ストラディヴァリの歴史とは?現在の価値は?
ストラディヴァリは、“最も高額なヴァイオリン”として語られることが多い「ストラディヴァリウス」を生み出したヴァイオリン作家一族です。
アントニオ・ストラディヴァリを中心とするストラディヴァリ家が製作した楽器はヴァイオリンに留まらず、数々の名だたる名器を残しています。
その歴史とはどのようなものなのでしょうか。また、現在の具体的な価値は?
ストラディヴァリの歴史
ストラディヴァリは、1600年代から1700年代にかけて弦楽器を手がけたイタリアの弦楽器製作一族のことを指します。代表だったアントニオ・ストラディヴァリは、史上最高のヴァイオリン製作者として特に注目されている人物です。
ストラディヴァリ家の作品はヴァイオリンが有名ですが、ヴァイオリン以外にもヴィオラやチェロ、マンドリン、さらにはギターなど多くの弦楽器を手がけています。
アントニオ・ストラディヴァリは、1640年代にイタリアで誕生。20代の頃にオールドヴァイオリンの祖を築いたヴァイオリン製作者のニコロ・アマティに弟子入りし、楽器の製作を学びます。
その後、独り立ちしたアントニオは自身の工房を設立。
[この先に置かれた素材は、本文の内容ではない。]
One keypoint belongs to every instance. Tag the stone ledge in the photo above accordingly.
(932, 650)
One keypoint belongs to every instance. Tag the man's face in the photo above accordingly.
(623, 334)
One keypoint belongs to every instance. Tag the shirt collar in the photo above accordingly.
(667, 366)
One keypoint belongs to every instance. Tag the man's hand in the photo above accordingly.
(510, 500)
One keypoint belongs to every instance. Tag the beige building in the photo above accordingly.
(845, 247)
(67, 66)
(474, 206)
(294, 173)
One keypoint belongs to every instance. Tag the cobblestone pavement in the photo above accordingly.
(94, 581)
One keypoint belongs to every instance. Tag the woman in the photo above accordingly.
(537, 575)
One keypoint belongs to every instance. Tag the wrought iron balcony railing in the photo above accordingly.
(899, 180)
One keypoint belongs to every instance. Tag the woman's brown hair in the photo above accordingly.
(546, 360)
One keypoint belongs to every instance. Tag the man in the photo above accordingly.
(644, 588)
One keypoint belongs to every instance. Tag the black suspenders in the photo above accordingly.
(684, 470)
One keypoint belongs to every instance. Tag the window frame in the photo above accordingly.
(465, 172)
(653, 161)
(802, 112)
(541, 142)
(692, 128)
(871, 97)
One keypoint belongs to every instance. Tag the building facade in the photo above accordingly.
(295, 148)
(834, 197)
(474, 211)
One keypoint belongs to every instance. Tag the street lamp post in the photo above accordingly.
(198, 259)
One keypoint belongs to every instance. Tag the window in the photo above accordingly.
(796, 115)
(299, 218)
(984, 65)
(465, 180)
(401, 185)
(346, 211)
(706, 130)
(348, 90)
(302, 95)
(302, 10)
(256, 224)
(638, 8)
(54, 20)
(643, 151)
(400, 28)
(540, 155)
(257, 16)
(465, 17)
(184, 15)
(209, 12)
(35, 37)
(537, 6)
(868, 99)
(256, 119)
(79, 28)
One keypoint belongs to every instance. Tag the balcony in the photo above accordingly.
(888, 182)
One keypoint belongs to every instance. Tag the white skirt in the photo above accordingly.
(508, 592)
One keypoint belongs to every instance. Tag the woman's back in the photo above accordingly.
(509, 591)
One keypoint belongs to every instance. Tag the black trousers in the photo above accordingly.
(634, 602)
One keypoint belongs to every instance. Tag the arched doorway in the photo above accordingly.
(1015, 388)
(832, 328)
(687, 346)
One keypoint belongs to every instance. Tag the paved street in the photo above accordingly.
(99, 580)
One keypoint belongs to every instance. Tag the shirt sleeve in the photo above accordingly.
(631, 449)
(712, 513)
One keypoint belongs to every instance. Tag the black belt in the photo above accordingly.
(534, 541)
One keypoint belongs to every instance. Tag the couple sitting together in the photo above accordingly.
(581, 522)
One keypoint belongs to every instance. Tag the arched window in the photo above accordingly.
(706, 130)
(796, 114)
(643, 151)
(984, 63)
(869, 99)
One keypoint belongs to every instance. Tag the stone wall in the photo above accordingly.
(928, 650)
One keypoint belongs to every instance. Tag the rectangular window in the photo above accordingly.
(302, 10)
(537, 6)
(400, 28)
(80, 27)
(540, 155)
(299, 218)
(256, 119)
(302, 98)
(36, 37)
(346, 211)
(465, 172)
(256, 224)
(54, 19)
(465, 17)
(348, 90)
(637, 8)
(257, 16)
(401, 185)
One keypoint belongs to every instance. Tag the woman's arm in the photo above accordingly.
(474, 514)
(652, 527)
2人の息子(フランチェスコ、オモボノ)と3人で多くの楽器を製作しました。さまざまな弦楽器を合計で約1,300挺も製作されたといわれていますが、現在ではその半数以下である600挺ほどしか現存していません。
師匠であるニコロ・アマティの製作したヴァイオリンと異なり、アントニオが製作したヴァイオリンは平坦でシンプルなフォルムが特徴として挙げられます。
さらに、より澄んだ音を奏でることができるようにニスを濃く塗ることや、ヘッドスクロール(ヘッド部分の渦巻き)の確立など、現代のヴァイオリンに通じる事柄を定めたのもアントニオが初めてでした。
こうしてヴァイオリンの世界に革新を起こしたアントニオ・ストラディヴァリは、1737年に死去。後継者がいなかったため、工房は存続しませんでしたが、弟子たちや後世のヴァイオリン製作者たちはストラディヴァリスタイルのヴァイオリンを手がけるようになり、そのスピリットは現代も生き続けています。
ストラディヴァリの価値
ストラディヴァリの楽器はいずれも高額であることが知られていますが、中でも特に高価なのはアントニオ・ストラディヴァリが手がけた楽器の数々です。
アントニオはヴァイオリンの他にヴィオラ、チェロなどさまざまな弦楽器を製作していますが、特に高い価値を持っているのは、実は日本円にして約35億円のヴィオラ。次に約30億円のチェロがあり、ヴァイオリンの中では約20億円というのが最高額だとされています。
まとめ
ストラディヴァリはイタリアのヴァイオリン作家一族で、ヴァイオリンの名器ストラディヴァリウスを手がけたアントニオ・ストラディヴァリが代表を務めていました。
アントニオ・ストラディヴァリは弦楽器制作の始祖的役割を果たしたアマティ一族の一人、ニコロ・アマティに弟子入りし、1600年代から1700年代にかけて活躍した作家です。
ヴァイオリン製作の規範を作り上げ、そのスピリットは今もなお受け継がれています。
ヴァイオリンだけでなく、ヴィオラやチェロなどの弦楽器を制作し、どれも現在でも億単位の高い価値がついています。